Chào các bạn! Vì nhiều lý do từ nay Truyen2U chính thức đổi tên là Truyen247.Pro. Mong các bạn tiếp tục ủng hộ truy cập tên miền mới này nhé! Mãi yêu... ♥

23. I have everything under control

Dlaczego edity czy manipy Larry'ego są tak piękne, a Zouisa już nie?

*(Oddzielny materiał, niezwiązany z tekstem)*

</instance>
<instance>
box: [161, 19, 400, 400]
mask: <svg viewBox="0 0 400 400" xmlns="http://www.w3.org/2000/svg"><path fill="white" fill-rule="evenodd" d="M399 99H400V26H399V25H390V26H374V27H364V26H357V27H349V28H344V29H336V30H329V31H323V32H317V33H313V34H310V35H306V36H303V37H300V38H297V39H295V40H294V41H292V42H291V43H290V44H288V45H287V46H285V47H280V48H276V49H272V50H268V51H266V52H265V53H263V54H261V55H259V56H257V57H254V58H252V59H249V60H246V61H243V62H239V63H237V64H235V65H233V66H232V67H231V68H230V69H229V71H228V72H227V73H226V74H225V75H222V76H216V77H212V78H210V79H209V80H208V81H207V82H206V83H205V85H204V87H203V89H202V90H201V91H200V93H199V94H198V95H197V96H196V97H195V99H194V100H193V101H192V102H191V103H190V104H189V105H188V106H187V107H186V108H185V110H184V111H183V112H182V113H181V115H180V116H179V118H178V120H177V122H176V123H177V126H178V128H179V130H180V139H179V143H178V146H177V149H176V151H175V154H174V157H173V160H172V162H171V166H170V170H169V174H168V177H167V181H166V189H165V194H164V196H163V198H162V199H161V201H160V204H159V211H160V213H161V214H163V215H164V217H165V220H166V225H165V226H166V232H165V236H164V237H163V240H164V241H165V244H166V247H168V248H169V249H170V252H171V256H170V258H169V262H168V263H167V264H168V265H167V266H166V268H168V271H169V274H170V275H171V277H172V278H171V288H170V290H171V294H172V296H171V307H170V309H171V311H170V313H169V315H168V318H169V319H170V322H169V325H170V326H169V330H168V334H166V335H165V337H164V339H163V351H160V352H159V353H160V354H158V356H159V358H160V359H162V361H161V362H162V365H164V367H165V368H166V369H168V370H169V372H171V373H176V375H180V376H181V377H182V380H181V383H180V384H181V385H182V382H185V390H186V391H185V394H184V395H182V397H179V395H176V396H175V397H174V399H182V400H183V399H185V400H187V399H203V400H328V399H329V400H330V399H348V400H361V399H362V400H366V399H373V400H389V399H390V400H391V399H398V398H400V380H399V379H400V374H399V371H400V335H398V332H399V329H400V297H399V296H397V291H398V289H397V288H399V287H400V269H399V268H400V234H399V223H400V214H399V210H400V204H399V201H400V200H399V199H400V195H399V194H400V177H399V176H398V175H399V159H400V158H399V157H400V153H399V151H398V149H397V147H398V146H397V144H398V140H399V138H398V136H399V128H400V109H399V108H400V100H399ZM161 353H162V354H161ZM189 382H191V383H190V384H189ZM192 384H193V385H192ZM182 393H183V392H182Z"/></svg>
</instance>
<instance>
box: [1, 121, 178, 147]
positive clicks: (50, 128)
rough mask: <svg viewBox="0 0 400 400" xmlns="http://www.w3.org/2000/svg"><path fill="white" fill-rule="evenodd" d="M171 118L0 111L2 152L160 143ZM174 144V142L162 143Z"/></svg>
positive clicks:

Co ja mam wstawiać do rozdziałów...
• • •

Wszystko wydawało się Louisowi tak popieprzone, że nawet nie zwrócił uwagi na to, co robił. To stało się automatycznie... Jego organizm go zdradził, ponieważ umysł wcale tego nie chciał; chciał poczekać, przemyśleć pewne rzeczy i dojść do jakiegoś wniosku.

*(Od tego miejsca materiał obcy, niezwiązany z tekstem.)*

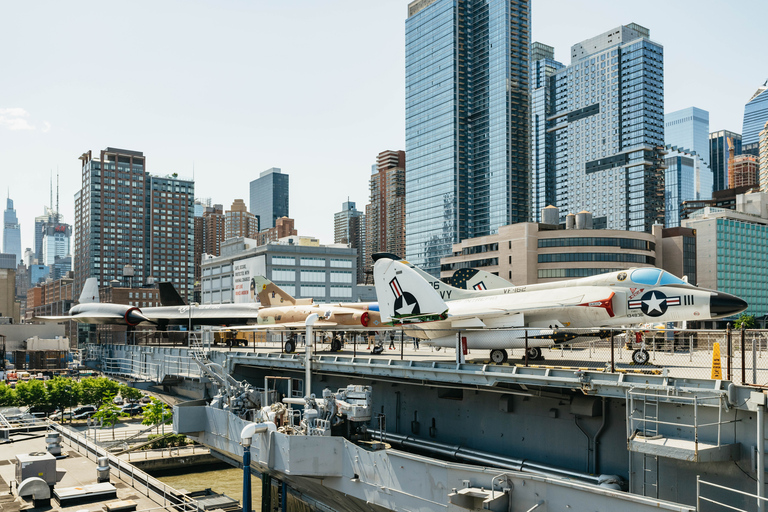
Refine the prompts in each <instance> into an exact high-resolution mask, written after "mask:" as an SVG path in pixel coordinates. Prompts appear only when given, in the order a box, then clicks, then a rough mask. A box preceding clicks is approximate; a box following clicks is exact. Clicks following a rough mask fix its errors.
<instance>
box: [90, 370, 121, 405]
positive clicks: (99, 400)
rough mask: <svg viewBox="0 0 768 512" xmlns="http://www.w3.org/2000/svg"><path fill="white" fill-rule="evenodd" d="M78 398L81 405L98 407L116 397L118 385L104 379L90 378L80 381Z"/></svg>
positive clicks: (110, 400) (119, 386)
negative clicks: (79, 390)
mask: <svg viewBox="0 0 768 512" xmlns="http://www.w3.org/2000/svg"><path fill="white" fill-rule="evenodd" d="M80 386H81V391H80V396H81V398H82V401H83V403H86V404H94V405H96V406H100V405H101V404H103V403H104V402H105V400H107V398H108V399H109V401H111V400H112V398H114V397H115V395H117V393H118V392H119V391H120V384H118V383H117V382H115V381H113V380H111V379H108V378H106V377H96V378H94V377H90V378H87V379H83V380H81V381H80Z"/></svg>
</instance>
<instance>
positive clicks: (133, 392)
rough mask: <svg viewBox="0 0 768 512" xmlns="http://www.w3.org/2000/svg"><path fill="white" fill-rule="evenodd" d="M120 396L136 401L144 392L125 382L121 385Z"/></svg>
mask: <svg viewBox="0 0 768 512" xmlns="http://www.w3.org/2000/svg"><path fill="white" fill-rule="evenodd" d="M120 396H122V397H123V398H124V399H125V400H128V401H129V402H136V401H138V400H139V399H140V398H141V396H142V392H141V390H140V389H136V388H132V387H131V386H129V385H127V384H123V385H122V386H120Z"/></svg>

Louis: przyjdę o trzynastej

Harry'ego nie było od dwóch dni, przed tym długo się całowali na pożegnanie, jakby byli parą... Tomlinson poznawał jego dom, robiąc małą wycieczkę po każdym pomieszczeniu, oczywiście najpierw spytał o zgodę, nie chciał być wścibski.

Zayn: nie mam nic przeciwko, ale z Harry'm?

Louis: sam

Zayn: mam się na coś przygotować?

Louis: chciałbym po prostu pogadać proszę

Zayn: coś się dzieje?

Louis: nie

Brunet zmarszczył brwi, czytając wiadomość od byłego chłopaka; nie wierzył mu. Przecież nie pisałby do niego, gdyby wszystko się układało. Mieli się ze sobą skontaktować, gdy uporządkowaliby półki w bibliotece swoich umysłów, a tymczasem stało się to i obaj nie byli pewni, czy skończy się to dobrze.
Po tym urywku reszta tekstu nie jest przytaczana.